Lo consultavano, gli parlavano, lo invocavano come presenza ancora attiva nel ciclo della vita. Il culto dei morti, infatti, non era rivolto solo alla conservazione del corpo, ma anche alla cura della relazione tra i mondi.

Il defunto restava parte della famiglia, capace di intervenire, consigliare, proteggere. La tomba era il suo corpo simbolico, il luogo da cui continuava a esercitare la propria influenza.

sfinge e grande piramide

Dalle mastabe alle piramidi: l’architettura del sacro

Tra le espressioni più monumentali di questo culto, spiccano le grandi piramidi della piana di Giza: Cheope, Chefren e Micerino.

Questi giganteschi edifici, visibili ancora oggi, non erano soltanto sepolture: erano strutture sacre, orientate secondo calcoli astronomici, concepite come scale verso il cielo.

La piramide rifletteva l’idea di una permanenza solida, incorruttibile, tanto nella pietra quanto nell’ordine del mondo. Altri modelli, come la piramide a gradoni di Saqqara, costruita per il faraone Zoser, segnano le prime tappe di un’evoluzione architettonica che univa la funzione religiosa alla potenza simbolica.
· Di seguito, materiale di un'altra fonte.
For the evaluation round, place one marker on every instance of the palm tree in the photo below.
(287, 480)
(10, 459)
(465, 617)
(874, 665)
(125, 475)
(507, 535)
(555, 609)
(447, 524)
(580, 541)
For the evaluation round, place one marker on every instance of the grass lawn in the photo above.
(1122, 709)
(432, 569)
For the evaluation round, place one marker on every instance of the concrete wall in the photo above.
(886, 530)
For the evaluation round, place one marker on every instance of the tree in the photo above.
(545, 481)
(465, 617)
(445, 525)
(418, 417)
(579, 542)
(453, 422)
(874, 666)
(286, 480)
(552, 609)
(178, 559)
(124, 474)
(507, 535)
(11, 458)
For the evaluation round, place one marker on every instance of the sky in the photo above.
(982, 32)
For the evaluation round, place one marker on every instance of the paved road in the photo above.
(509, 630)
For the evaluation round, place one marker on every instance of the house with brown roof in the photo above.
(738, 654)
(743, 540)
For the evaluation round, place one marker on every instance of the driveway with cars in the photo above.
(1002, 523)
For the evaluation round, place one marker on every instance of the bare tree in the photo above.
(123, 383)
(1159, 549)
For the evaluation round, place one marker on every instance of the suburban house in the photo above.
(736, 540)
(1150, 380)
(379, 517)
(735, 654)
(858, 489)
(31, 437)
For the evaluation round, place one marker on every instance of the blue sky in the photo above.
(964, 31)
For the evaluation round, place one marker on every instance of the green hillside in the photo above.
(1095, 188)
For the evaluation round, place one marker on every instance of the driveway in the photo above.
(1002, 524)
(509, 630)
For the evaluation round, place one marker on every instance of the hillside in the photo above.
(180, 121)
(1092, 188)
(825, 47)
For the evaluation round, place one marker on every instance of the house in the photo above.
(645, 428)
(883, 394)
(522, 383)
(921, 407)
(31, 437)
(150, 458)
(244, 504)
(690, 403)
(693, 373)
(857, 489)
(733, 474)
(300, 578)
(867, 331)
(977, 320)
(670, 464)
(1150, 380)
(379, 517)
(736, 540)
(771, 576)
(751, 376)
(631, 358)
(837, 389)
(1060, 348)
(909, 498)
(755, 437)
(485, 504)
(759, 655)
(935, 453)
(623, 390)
La visione egizia della morte, fondata sulla continuità tra i mondi e sull’equilibrio cosmico, trova nel culto dei morti un’espressione di straordinaria coerenza tra pensiero, rito e costruzione simbolica. La mummificazione, la sepoltura, le offerte, i testi magici, i gesti dei vivi: tutto concorreva a garantire il ritorno alla vita, in un ciclo eterno in cui nulla andava perduto e tutto veniva ricondotto all’ordine di Maat.